Based upon his own war time experiences in the trenches of the First World War, it was art like this that got Dix in so much trouble with Germany's right-wing. The central panel of the triptych shows the devastation and appalling misery of the battlefield as the artist remembered it. Dix painted this work using egg tempera and oil on wood. The painting shows a village shattered and smoldering, trees blasted into splinters, and everywhere... soldiers, and parts of soldiers, decomposing in the mud.

A soldier's bare white legs can be seen sticking out of the putrid morass in the upper right corner, and a desiccated corpse impaled on twisted steel bars hovers above the scene of carnage and despair. Dix created many such artworks based on his wartime memories, and rarely has the world seen such brutally honest statements concerning the reality of war.

At the time Dix painted The War Triptych, the ruling elites of Germany were attempting to popularize militarism. Fascists were promising to rebuild Germany with "Blood and Iron", it was not a time for pacifist images. A year after Dix created this painting Adolf Hitler came to power.
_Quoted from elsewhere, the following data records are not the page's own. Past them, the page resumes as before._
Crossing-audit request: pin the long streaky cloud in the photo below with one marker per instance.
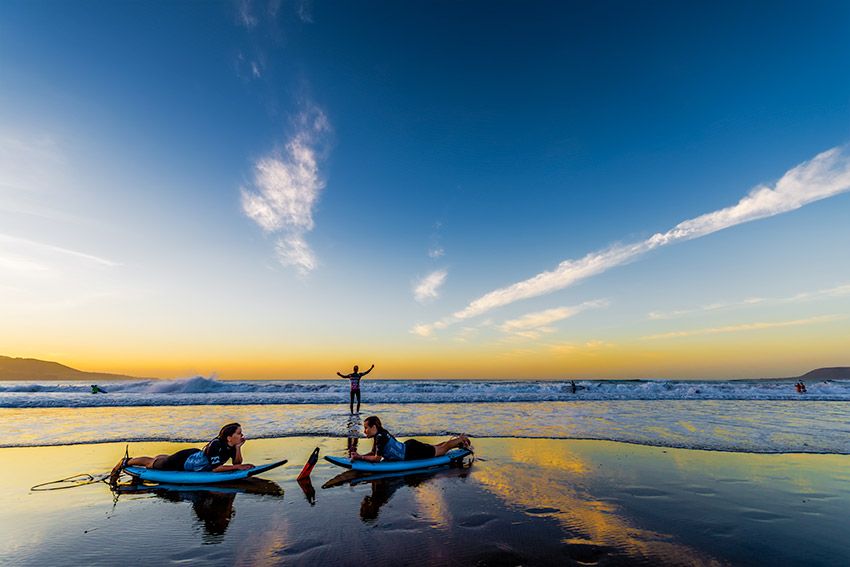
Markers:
(542, 319)
(58, 249)
(744, 327)
(837, 291)
(286, 190)
(825, 175)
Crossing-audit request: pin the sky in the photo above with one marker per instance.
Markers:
(499, 190)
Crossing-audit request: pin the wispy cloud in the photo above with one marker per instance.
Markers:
(19, 243)
(305, 11)
(825, 175)
(286, 190)
(428, 288)
(838, 291)
(245, 14)
(744, 327)
(532, 325)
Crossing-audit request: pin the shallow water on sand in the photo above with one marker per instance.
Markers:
(754, 426)
(523, 501)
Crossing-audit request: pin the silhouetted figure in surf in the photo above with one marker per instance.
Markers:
(355, 385)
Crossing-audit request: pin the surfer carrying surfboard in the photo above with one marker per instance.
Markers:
(387, 447)
(355, 385)
(212, 458)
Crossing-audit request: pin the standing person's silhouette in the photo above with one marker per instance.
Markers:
(355, 385)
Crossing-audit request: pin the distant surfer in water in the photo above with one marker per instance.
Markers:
(355, 385)
(387, 447)
(228, 445)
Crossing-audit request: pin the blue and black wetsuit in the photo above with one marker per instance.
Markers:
(391, 449)
(210, 457)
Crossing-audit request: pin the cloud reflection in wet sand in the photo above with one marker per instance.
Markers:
(539, 478)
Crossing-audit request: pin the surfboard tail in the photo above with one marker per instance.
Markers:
(308, 467)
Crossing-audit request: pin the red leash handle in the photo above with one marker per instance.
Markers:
(308, 467)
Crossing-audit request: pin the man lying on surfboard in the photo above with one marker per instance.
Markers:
(388, 448)
(228, 445)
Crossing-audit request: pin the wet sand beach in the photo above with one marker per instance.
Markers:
(521, 502)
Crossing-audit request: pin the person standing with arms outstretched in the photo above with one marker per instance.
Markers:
(355, 385)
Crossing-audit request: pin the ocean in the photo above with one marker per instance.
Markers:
(741, 416)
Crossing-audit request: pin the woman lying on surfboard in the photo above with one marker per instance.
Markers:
(388, 448)
(228, 445)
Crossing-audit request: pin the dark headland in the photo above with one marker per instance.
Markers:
(34, 369)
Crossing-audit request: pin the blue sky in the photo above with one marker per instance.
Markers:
(479, 144)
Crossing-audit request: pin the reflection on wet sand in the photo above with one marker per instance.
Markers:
(535, 482)
(430, 502)
(213, 505)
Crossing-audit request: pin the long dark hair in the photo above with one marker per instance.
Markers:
(226, 432)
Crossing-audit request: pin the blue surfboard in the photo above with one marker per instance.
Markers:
(186, 477)
(397, 466)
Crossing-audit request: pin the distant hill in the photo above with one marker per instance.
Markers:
(35, 370)
(835, 373)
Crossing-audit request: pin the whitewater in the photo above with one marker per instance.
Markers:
(209, 391)
(745, 416)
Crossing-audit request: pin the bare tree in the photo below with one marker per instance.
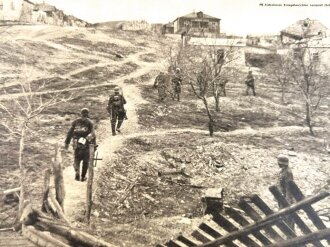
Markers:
(280, 71)
(219, 59)
(311, 77)
(20, 113)
(196, 71)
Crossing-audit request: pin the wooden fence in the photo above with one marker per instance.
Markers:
(256, 224)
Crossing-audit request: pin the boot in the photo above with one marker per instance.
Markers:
(120, 122)
(113, 129)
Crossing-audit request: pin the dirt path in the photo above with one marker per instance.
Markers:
(75, 190)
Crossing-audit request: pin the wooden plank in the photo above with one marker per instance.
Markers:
(309, 210)
(209, 230)
(267, 211)
(39, 237)
(256, 217)
(229, 227)
(187, 241)
(266, 221)
(200, 236)
(214, 233)
(300, 223)
(173, 243)
(306, 239)
(243, 222)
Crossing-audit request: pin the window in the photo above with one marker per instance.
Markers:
(195, 24)
(315, 56)
(297, 53)
(204, 24)
(220, 55)
(12, 5)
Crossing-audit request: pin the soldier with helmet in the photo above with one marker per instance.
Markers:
(116, 110)
(176, 84)
(82, 134)
(249, 82)
(284, 179)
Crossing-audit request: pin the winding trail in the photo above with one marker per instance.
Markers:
(75, 190)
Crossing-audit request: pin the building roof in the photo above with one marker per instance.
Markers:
(45, 7)
(218, 42)
(196, 15)
(311, 27)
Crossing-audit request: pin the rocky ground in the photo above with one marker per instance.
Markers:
(134, 205)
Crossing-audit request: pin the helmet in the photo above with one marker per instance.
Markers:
(84, 111)
(282, 159)
(90, 137)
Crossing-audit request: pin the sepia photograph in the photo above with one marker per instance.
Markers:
(164, 123)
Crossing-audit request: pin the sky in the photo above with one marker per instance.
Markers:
(237, 16)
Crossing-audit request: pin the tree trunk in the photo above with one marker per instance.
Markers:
(58, 178)
(309, 118)
(211, 122)
(282, 93)
(22, 172)
(89, 202)
(217, 103)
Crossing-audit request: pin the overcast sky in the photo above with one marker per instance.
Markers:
(237, 16)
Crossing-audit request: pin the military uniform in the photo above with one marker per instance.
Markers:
(249, 81)
(117, 111)
(222, 86)
(284, 178)
(82, 134)
(160, 84)
(176, 84)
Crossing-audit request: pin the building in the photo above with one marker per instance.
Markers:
(197, 24)
(302, 29)
(16, 10)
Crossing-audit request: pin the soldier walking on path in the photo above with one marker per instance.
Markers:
(284, 179)
(249, 82)
(82, 134)
(160, 84)
(176, 84)
(116, 110)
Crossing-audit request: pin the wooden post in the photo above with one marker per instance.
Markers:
(45, 190)
(58, 177)
(89, 196)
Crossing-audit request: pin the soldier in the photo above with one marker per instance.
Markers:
(285, 177)
(176, 84)
(249, 81)
(82, 134)
(222, 85)
(160, 84)
(116, 110)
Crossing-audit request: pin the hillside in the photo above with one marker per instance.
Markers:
(133, 205)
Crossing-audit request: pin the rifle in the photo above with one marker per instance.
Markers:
(95, 159)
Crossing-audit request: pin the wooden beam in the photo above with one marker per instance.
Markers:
(309, 210)
(300, 223)
(58, 208)
(41, 238)
(45, 190)
(269, 220)
(58, 177)
(89, 197)
(267, 211)
(79, 237)
(306, 239)
(236, 216)
(229, 227)
(256, 217)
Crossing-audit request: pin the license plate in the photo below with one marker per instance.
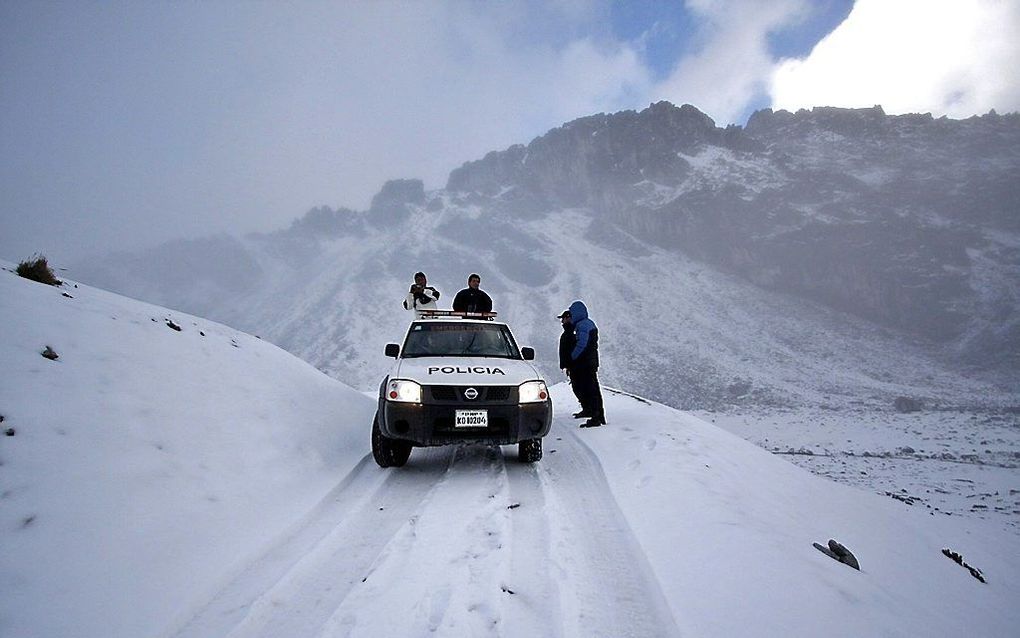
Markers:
(471, 419)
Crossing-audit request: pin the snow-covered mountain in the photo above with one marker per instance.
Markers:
(826, 257)
(169, 476)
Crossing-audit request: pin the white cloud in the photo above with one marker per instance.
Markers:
(732, 63)
(948, 57)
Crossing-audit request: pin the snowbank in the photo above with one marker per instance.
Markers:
(148, 462)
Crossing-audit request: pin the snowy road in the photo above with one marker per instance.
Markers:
(461, 541)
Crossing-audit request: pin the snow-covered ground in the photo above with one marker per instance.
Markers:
(950, 463)
(202, 482)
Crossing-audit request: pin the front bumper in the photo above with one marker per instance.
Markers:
(431, 423)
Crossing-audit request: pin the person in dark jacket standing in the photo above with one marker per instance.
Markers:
(472, 298)
(584, 366)
(567, 343)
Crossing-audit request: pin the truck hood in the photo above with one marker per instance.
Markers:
(456, 371)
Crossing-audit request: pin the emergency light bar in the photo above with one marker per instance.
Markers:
(457, 313)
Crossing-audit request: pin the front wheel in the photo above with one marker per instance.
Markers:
(389, 452)
(529, 451)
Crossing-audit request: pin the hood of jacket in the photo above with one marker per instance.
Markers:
(578, 312)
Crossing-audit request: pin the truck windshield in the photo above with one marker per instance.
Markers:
(459, 339)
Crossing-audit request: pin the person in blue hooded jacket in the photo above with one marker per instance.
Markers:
(584, 366)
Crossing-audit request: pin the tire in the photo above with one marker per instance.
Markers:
(529, 451)
(389, 452)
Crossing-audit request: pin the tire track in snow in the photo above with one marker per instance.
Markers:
(293, 588)
(613, 590)
(436, 548)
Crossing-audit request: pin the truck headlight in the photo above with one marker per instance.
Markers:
(404, 391)
(532, 392)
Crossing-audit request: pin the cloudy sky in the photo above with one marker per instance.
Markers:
(126, 124)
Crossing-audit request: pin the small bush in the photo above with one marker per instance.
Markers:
(38, 271)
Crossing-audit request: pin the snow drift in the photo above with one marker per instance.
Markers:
(201, 481)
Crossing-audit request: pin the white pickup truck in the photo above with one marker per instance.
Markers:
(460, 380)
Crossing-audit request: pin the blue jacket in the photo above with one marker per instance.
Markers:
(585, 351)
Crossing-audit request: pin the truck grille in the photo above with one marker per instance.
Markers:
(456, 393)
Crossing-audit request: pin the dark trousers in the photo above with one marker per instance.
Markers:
(585, 385)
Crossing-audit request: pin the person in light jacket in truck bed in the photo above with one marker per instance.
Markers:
(421, 296)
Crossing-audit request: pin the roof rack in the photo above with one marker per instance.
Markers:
(457, 314)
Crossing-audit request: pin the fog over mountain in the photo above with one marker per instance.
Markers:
(750, 262)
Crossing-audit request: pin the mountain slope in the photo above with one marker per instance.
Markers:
(146, 461)
(826, 257)
(163, 482)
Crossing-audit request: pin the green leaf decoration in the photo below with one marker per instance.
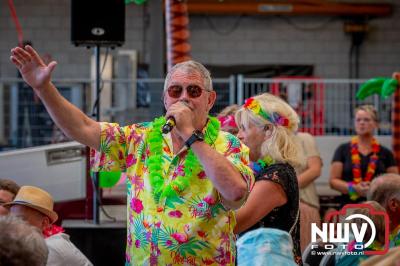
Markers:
(372, 86)
(389, 87)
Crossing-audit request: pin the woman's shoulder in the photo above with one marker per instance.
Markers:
(282, 171)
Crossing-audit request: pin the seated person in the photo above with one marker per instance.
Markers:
(8, 190)
(21, 243)
(386, 191)
(35, 206)
(356, 163)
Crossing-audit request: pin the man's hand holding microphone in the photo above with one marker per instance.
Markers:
(181, 116)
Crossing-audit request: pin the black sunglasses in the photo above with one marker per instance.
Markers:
(193, 91)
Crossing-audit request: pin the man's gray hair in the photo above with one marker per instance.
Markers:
(191, 66)
(384, 188)
(21, 243)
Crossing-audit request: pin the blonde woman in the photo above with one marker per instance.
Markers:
(357, 162)
(267, 126)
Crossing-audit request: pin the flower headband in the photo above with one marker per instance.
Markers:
(254, 106)
(228, 120)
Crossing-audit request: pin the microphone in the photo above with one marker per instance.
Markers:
(169, 125)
Dix was accused by the Nazis of creating art that sapped "the will of the German people to defend themselves." The artist was immediately fired from his teaching position at the Dresden Academy of Art and he was prohibited from exhibiting his works. Instead, the Nazis included the works of Dix (and other Expressionist artists) in propaganda exhibits designed to denigrate modern art. Dix was ridiculed in no less than three such exhibits, the Reflections of Degeneracy show (Dresden 1933), Art in the Service of Demoralization (Stuttgart 1933), and the infamous Entartete Kunst ("Degenerate Art") exhibit of Munich 1937.

The War Triptych was based upon an earlier work, the 1923 painting Der Schützengraben (The Trench), which had previously been seized by the Nazis and most likely destroyed by them.